Truth, Half Truth, Lie

 

I was struggling to find a theme to write about when I tried what Dorothy Brande suggests in one of our previous week’s lessons - first thing in the morning start to write, not a story, but “unlock your thoughts on paper, write whatever comes to mind, before you are quite awake before reason has begun to take over from the dream function of your brain.  It does not matter what you write” (Burroway). After I finished, I noticed there was a chronological order, the first memory was the shortest.  

Truth, Half-truth, Lie

    When I was four, my parents took me to Mount Rushmore, where I rode bareback on a yak.  In the pictures by the hotel pool, my mother is holding my hand. I have long brown hair brushed into pigtails that hang in two ringlets behind my ears, wear a red zip-up sweatshirt and squint at the camera.  My brother was not in any of the pictures then. He was a newborn. I do not know where we left him.

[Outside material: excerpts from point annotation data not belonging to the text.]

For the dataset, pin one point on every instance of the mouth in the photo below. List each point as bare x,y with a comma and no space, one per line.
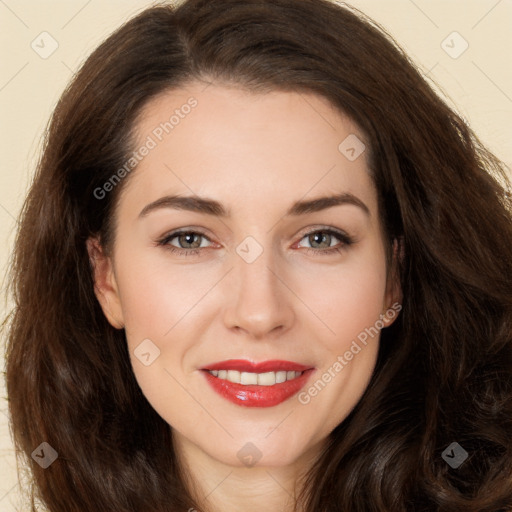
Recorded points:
257,384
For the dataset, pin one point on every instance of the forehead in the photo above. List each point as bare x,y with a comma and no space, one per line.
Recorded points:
223,141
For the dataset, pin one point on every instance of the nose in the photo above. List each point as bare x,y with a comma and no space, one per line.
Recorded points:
259,300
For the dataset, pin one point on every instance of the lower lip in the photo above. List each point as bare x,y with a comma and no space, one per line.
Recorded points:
253,395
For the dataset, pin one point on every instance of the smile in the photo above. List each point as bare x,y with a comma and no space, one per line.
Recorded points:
241,383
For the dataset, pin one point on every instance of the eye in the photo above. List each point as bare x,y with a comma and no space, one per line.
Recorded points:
189,242
320,241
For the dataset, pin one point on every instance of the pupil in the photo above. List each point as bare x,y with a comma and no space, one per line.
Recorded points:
319,236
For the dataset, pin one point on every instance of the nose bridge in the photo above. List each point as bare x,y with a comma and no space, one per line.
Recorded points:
260,301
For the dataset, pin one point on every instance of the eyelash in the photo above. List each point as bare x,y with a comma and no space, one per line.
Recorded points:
344,239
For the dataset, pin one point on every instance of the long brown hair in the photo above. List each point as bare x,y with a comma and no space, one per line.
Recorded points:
444,371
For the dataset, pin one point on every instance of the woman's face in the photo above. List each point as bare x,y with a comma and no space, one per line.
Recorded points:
265,273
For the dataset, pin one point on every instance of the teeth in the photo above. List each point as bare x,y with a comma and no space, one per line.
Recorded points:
262,379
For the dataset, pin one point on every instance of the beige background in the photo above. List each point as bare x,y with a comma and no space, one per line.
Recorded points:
478,84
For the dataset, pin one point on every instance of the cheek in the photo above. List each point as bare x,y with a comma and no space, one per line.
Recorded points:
346,299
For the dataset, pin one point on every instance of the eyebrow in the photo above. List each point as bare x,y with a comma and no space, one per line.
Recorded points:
212,207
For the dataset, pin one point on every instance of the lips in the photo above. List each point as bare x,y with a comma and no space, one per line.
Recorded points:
243,365
254,395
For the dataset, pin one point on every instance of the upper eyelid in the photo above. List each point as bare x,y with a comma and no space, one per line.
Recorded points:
173,234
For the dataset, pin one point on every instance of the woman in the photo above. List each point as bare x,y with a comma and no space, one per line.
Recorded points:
338,334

    When I was seven, I was a flower girl at my godmother’s wedding in Flagstaff, Arizona.  I rode 1,600 miles by train from Rochester, Minnesota to Flagstaff with my grandfather, because my grandfather was afraid of flying and someone had to babysit him on the trip.  We slept in a compartment with two single bunk beds and an enormous window where I watched South Dakota, Nebraska, and Colorado go by, one by one in fields of green crops, sandy-coloured earth and swaying beige vegetation. I never saw any houses.  I slept on the top bunk.  The shiny silver sink flipped out of the train compartment wall like a murphy bed and disappeared back into the wall when you finished.  You had to dry it out with a paper towel from a silver dispenser over the sink.   There was a complimentary toothbrush sealed in plastic and a small toothpaste the right size for a child.  I felt like Baby Bear.  The toothpaste was in the glass that hid inside with the sink when I opened it up.

    I wore my nice dress walked around the train and ate lunch at the restaurant with white tablecloths in the glass-domed double-decker compartment watching as America’s agricultural economy swished by below.  My grandfather parted his thick white hair neatly to one side, it swept over his forehead, his crisp white shirt done up at the neck with a bolo tie; a braided leather cord with a turquoise stone as blue as his Irish eyes.  My parents flew out on a plane and met us in the desert when we landed.

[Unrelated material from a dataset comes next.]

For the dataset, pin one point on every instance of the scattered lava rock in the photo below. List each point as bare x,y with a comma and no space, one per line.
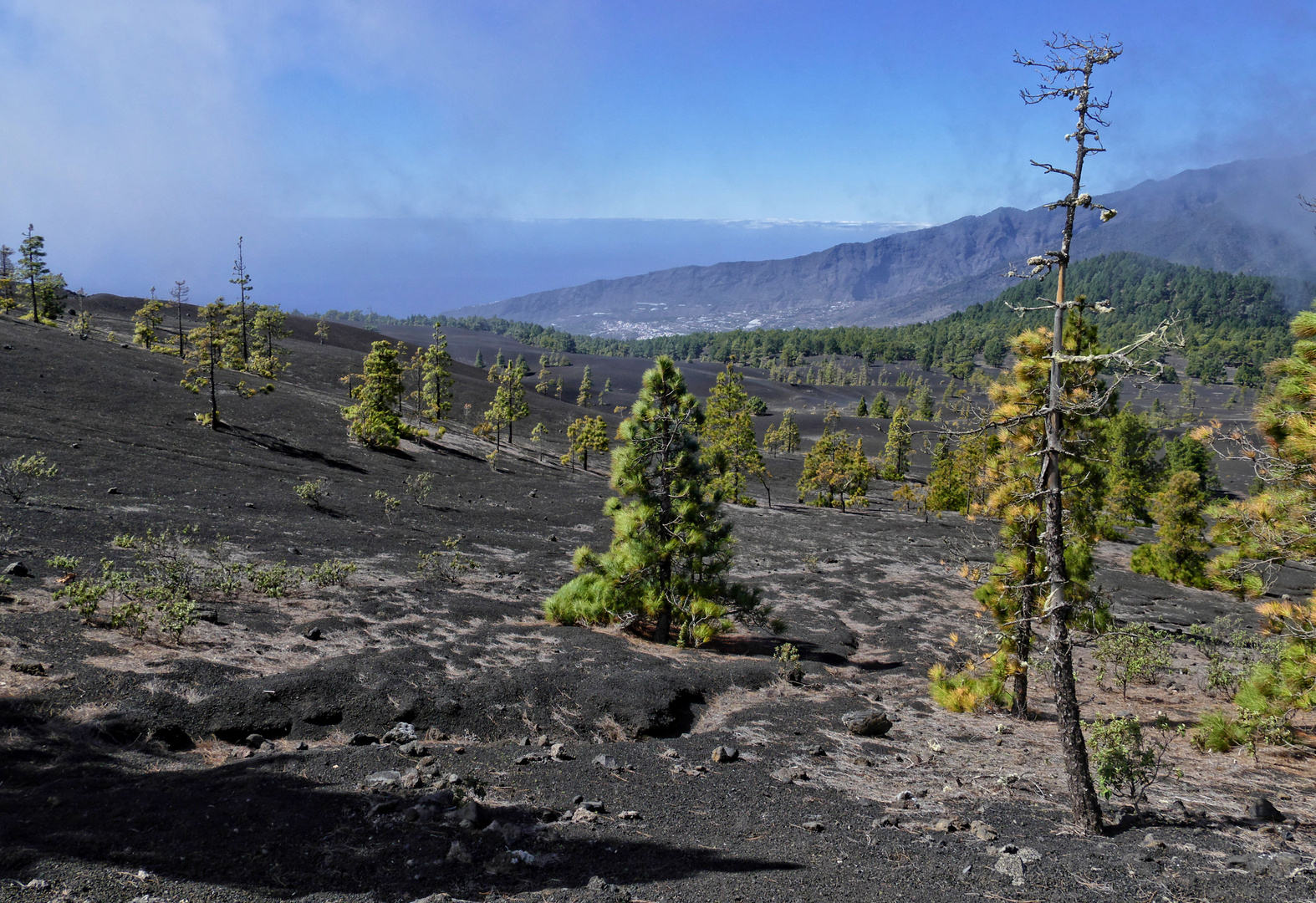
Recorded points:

    My brother was three and a half that time.  We could not afford a ticket for him to go with us, so he received a shiny red fire engine, bigger than he was. We left him with at the babysitter’s house for a week.

    When we came home, it was the middle of winter when we got to the house in the dark to pick him back up. He sat in a chair by the door waiting for us in the babysitter’s darkened living room, wearing the ski jacket I had grown out of the year before with large pink and burgundy flowers.  He had big eyes and soft brown curls around his little face, the red fire engine tight in his arms like a newborn.

    When my son was two and a half, my mother passed away.  I saw her in dreams at night sitting next to me at an auction or flying in with pale skin to kiss me on the cheek. Her hair had grown out streaming behind her. After that, the next time I was on a transatlantic flight, I went so high up into the clouds that I found her there waiting for me.  I stayed a while, we sat on cumulus clouds, blowing on cinnamon tea, while we sipped it, to cool it off.  We talked for days about life.  She laughed, called me “Honey” and smiled just like she always had when I came in the door of her apartment after I had been away for a year.